その勢いに押され、そんなに否定するならと
家康の長所についても話し始めた。
『うーん、確かに、弓の名手だし・・』
うんうん。頷く桜奈。
(そうでしょ、そうでしょ!)
『医師でもあるし、薬のこともよく知ってる
勉強家で、努力家よね』
うんうん。(頭もよくて、努力家!素敵!)
『戦国武将でそれなりに強いし
いつも冷めてるって言うか、冷静沈着?』
うんうん。

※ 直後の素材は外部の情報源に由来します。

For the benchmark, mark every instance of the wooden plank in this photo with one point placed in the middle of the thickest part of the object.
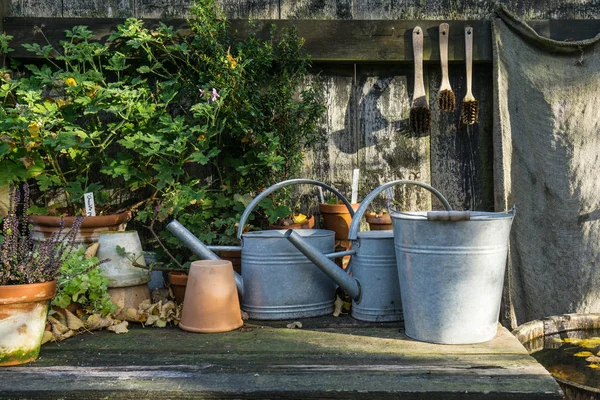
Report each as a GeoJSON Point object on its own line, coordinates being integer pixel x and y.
{"type": "Point", "coordinates": [333, 159]}
{"type": "Point", "coordinates": [316, 9]}
{"type": "Point", "coordinates": [163, 9]}
{"type": "Point", "coordinates": [359, 362]}
{"type": "Point", "coordinates": [461, 155]}
{"type": "Point", "coordinates": [34, 8]}
{"type": "Point", "coordinates": [331, 41]}
{"type": "Point", "coordinates": [97, 8]}
{"type": "Point", "coordinates": [388, 149]}
{"type": "Point", "coordinates": [327, 41]}
{"type": "Point", "coordinates": [253, 9]}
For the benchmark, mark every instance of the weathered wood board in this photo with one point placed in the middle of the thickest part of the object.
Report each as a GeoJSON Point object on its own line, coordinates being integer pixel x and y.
{"type": "Point", "coordinates": [335, 360]}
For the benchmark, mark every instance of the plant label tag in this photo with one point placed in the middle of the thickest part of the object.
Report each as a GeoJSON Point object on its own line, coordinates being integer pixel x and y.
{"type": "Point", "coordinates": [90, 208]}
{"type": "Point", "coordinates": [355, 175]}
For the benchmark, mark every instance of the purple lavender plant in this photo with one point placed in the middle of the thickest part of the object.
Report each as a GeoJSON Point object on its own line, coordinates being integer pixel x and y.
{"type": "Point", "coordinates": [23, 259]}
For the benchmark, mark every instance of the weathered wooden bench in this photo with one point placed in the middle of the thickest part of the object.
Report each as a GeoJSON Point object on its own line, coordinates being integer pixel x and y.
{"type": "Point", "coordinates": [328, 358]}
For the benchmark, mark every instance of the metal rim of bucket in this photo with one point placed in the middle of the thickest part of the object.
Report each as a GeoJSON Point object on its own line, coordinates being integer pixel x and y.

(クールなんだぁ、カッコいい)
『まぁでも性格は、捻くれ者でやっぱ最悪!』
とやっぱり最後は、げんなりした顔で
悪口になる栞。
・・・ガーン!!
桜奈は、ショックを
受けた顔で、固まってしまう。
家康は、そんな桜奈が可笑しくて
可愛くて堪らなくなり、プルプルと肩を
震わせ、笑いを必死に堪えながら聞いていた。
千里と鷹介は、桜奈の家康愛を
うんざりするほど知っているだけに
栞の発言に(あ〜ぁ)と苦笑いした。
八つ当たりのように
『家康さん、なんで笑うんですか!酷いですよ』
と、キッと睨むと
『ごめん・・ごめん、悪気ないよ。
そんなにショック受けると思わなくて・・
徳川家康が好きだとは言ってたけど
それほどとは、思わなかった
いやぁー、ある意味凄いわ・・・』と
桜奈の徳川家康への崇拝ぶりが
あり得なすぎて、どんだけ好きなの?
と逆に可笑しくなったのだ。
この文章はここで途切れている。